The best technique, the fastest 100m times and the most innovative wetsuit are worthless in competition if you don't manage to follow the course in a straight line. What seems so simple at first glance can become a problem on race day. While orientation may be easy during training in your local open water swim, it may be a different story in unknown waters surrounded by 1,000 other swimmers, waves, and varying degrees of light.
To improve on the experience, we give you eight valuable tips for orientation in open water:
- Take a good look at the water before the competition. Try to find distinct landmarks that will help you find your way. These could be tall buildings, bridges, or prominent trees on the shore.
- When lining up your arm for the catch and pull phases of your stroke, try to push yourself slightly upwards out of the water. This will make it easier for you to lift your head and get sufficient visibility.
- When lifting the head, increase the leg kick to maintain the water position and speed.
- Look forward 2-3 times in succession. Use the first look to locate the buoy or landmark. Finally, correct or confirm your direction with the second look.
- In stronger waves, you must adjust your orientation to the rhythm of the waves. Always try to lift your head at the peak (top) of the wave. This way you can spot buoys that would otherwise disappear in the trough (bottom) of the wave.
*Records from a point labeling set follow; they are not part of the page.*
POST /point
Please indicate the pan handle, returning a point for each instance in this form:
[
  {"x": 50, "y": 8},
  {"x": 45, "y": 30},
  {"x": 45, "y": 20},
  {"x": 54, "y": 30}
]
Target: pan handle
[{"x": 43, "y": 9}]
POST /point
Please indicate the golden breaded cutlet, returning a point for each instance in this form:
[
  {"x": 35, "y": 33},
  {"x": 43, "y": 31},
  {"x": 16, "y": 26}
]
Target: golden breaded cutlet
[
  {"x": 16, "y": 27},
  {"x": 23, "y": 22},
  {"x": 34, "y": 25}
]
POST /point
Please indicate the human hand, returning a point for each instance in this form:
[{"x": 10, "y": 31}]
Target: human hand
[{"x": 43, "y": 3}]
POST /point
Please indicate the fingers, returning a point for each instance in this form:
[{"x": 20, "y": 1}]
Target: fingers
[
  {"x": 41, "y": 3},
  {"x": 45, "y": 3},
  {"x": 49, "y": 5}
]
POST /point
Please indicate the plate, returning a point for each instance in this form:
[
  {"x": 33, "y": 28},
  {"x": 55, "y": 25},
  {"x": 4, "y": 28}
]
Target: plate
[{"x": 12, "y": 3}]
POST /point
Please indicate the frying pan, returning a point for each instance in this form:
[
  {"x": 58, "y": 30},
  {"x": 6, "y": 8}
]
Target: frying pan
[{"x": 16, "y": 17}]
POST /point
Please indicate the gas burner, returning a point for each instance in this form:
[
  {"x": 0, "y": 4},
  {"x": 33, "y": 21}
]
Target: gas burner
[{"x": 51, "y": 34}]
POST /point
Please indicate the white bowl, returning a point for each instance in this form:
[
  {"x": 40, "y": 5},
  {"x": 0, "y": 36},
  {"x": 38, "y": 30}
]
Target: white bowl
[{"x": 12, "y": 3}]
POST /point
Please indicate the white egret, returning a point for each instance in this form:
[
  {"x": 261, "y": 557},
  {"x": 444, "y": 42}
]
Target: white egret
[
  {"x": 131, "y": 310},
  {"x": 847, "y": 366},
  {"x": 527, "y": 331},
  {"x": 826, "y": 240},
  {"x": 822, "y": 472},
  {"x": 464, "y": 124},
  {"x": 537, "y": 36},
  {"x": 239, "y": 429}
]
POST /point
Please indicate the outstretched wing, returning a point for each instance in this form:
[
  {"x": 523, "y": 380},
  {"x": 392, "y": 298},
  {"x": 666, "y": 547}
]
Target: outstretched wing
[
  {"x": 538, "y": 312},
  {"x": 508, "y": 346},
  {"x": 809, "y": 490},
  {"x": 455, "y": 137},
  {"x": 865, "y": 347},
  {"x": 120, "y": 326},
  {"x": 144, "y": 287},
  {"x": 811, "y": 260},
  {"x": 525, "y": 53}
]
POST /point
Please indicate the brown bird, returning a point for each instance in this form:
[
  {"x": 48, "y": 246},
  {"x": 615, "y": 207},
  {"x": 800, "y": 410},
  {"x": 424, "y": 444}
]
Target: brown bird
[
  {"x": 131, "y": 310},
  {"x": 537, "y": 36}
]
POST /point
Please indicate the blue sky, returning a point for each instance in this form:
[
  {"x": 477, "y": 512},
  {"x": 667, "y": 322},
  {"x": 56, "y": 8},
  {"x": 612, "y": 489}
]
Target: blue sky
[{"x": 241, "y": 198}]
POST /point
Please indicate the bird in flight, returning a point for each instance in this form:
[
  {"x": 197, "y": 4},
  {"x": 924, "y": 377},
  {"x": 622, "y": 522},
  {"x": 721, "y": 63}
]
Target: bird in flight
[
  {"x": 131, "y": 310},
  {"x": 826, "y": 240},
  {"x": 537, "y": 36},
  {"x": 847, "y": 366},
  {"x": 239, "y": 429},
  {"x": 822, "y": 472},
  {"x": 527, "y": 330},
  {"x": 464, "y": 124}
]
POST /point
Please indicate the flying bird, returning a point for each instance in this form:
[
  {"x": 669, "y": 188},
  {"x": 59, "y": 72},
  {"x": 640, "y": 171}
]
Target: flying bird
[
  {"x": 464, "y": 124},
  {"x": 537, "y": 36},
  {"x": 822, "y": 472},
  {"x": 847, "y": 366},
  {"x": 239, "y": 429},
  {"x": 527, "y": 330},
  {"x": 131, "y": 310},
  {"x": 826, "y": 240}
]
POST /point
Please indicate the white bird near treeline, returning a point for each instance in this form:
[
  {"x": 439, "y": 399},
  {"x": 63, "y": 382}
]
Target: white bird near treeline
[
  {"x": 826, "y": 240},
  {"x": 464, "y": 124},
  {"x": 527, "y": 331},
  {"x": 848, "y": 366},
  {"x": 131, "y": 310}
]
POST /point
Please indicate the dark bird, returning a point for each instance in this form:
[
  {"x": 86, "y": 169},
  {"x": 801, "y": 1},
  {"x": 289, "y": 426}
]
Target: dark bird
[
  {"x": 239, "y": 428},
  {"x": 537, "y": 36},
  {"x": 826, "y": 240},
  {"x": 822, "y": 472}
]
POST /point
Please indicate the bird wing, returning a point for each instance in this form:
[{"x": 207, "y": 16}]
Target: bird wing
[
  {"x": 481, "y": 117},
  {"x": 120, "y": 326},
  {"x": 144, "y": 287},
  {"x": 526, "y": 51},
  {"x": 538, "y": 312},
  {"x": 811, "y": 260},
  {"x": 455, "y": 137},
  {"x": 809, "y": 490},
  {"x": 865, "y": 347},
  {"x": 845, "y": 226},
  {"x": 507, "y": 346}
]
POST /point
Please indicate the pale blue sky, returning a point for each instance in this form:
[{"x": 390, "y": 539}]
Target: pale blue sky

- In choppy water, you should lift your head much higher to get a good overview of the course. On the return, however, try to minimize the number of glances. Lateral landmarks or other swimmers will help you maintain your direction.
- Do not breathe while looking ahead for orientation/sighting. First look forward briefly and then turn your head directly to the side to breathe. This will help maintain optimal body position
- Be sure to practice orientation in training. For example, you can swim behind a teammate who keeps changing direction. This way you are forced to orientate yourself more often. After a while, switch roles.